How To Calculate CFM Output

Ever wonder how to calculate the CFM (Cubic Feet per Minute) output of your air compressor?

If you're not sure your old compressor is performing as it should or if you're just shopping for a new compressor, here's how so you can go in one step ahead!

Calculating CFM Output Of An Air Compressor

Air compressors for residential and most commercial uses have notoriously inflated horsepower ratings. The specs and stickers on the unit are not always accurate, and add confusion instead of critical information to buying decisions.

The way to measure true power is to measure the time it takes to pump the reservoir tank of known volume from a known starting pressure to a known ending pressure. Then you can figure the true CFM from the difference in starting and final pressures, times the volume of the tank, divided by the time it took to pump up. You can also time the pump-up cycle from the cut-in to the cut-out pressure, since that's how one usually runs a compressor. These true performance measurements are impossible to fake.
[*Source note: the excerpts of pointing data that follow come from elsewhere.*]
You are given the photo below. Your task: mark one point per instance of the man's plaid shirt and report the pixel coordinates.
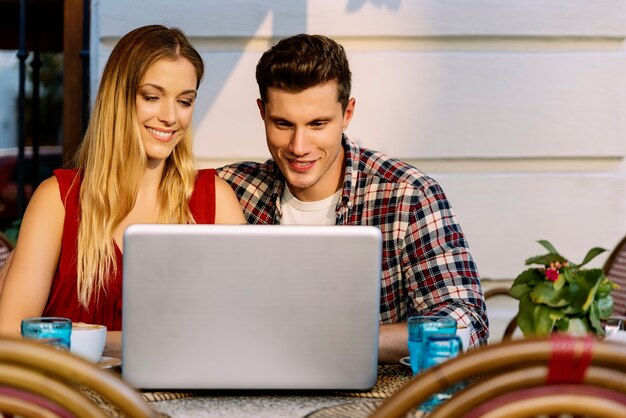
(427, 268)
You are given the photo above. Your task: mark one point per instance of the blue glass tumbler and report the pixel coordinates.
(437, 349)
(419, 328)
(53, 331)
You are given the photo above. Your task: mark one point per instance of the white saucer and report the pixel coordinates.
(109, 362)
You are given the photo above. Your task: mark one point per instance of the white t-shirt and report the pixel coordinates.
(297, 212)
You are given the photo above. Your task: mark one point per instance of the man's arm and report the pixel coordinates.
(442, 278)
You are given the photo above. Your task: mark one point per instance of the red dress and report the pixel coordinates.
(106, 307)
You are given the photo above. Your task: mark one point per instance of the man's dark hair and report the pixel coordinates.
(303, 61)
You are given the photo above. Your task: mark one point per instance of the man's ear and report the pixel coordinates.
(261, 107)
(347, 115)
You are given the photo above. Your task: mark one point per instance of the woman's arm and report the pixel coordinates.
(35, 258)
(4, 269)
(227, 209)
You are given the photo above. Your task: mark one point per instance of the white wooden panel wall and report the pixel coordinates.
(517, 108)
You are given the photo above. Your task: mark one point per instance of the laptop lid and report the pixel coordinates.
(251, 306)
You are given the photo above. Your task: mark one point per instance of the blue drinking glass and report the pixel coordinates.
(437, 349)
(53, 331)
(419, 328)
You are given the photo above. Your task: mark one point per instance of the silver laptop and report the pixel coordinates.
(251, 306)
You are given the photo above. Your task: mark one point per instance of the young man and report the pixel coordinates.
(318, 176)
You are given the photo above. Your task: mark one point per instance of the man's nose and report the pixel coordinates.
(298, 144)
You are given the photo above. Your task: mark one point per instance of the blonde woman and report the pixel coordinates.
(135, 165)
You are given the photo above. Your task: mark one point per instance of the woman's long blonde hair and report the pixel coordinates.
(112, 159)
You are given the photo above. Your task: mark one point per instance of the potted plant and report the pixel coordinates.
(559, 295)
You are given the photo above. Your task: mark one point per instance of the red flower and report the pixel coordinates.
(552, 274)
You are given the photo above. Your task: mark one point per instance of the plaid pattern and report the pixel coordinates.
(427, 268)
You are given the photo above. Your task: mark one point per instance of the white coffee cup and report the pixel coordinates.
(463, 333)
(88, 340)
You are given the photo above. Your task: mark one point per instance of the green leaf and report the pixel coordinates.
(562, 324)
(536, 319)
(591, 254)
(531, 276)
(545, 293)
(546, 244)
(578, 326)
(518, 291)
(605, 288)
(604, 306)
(545, 260)
(560, 282)
(583, 287)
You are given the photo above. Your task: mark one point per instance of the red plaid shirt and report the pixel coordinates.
(427, 268)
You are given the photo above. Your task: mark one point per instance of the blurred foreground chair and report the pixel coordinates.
(615, 270)
(40, 381)
(524, 378)
(512, 325)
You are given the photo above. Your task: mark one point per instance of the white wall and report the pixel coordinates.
(9, 68)
(515, 107)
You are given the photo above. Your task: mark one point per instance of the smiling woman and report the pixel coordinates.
(135, 165)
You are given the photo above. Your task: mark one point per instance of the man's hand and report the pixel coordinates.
(392, 343)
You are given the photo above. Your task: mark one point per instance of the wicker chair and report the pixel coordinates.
(615, 270)
(35, 378)
(505, 374)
  1. Determine the volume of your air compressor tank in gallons. This should be clearly marked on the tank itself by the manufacturer.
  2. Divide the tank volume by 7.48 (7.48 equals the number of gallons in one cubic foot.) The number that you get after the division is the tank volume expressed in cubic feet.
  3. Release the air from your compressor.
  4. Begin refilling the compressor with air. Record the amount of time that it takes to refill the tank while paying close attention to the compressor's tank gauge. You will need to record the psig (pounds per square inch) at two separate times in the refill process: once at the moment the compressor kicks in and once at the moment the compressor kicks out.
  5. Take the psig indicated on the compressor's tank gauge when the compressor kicked in and subtract it from the psig indicated when the compressor kicked out. For example, if the compressor kicks in at 75 psig and kicks out at 100 psig then the difference would be 25 psig.
  6. Divide the difference between the two recorded psigs by 14.7. The result will give you the amount of pressure added during the tank's filling cycle in terms of atm (atmospheric pressure).
  7. Take the volume of the tank expressed in cubic feet (calculated in Step 2) and multiply it by the amount of pressure added during the tanks filling cycle in terms of atmospheric pressure (calculated in Step 6). This is the number of cubic feet that your compressor pumps in the time it took for your tank to fill (recorded in Step 4).
  8. Convert this number to minutes. To do this, take the number of cubic feet found in Step 7 and divide it by the number of seconds it took to pump this amount. Multiply the result by 60 and you have the CFM of your air compressor.

Note: Any motorized device that takes power from a 120 VAC outlet, surely delivers less than about 2 HP, and likely far less. Why? Standard AC cords are limited to 15 amps of current, or about 1800 watts. At 746 watts/horsepower, and considering efficiency losses, 2 HP is all you can get, and even then the starting currents might be tripping circuit breakers.

Note: CFM ratings are meaningless without an associated delivery pressure. Thus, a compressor delivering 600 CFM is impressive, but if it uses a 1/3 HP motor then it only delivers 0.1 PSI.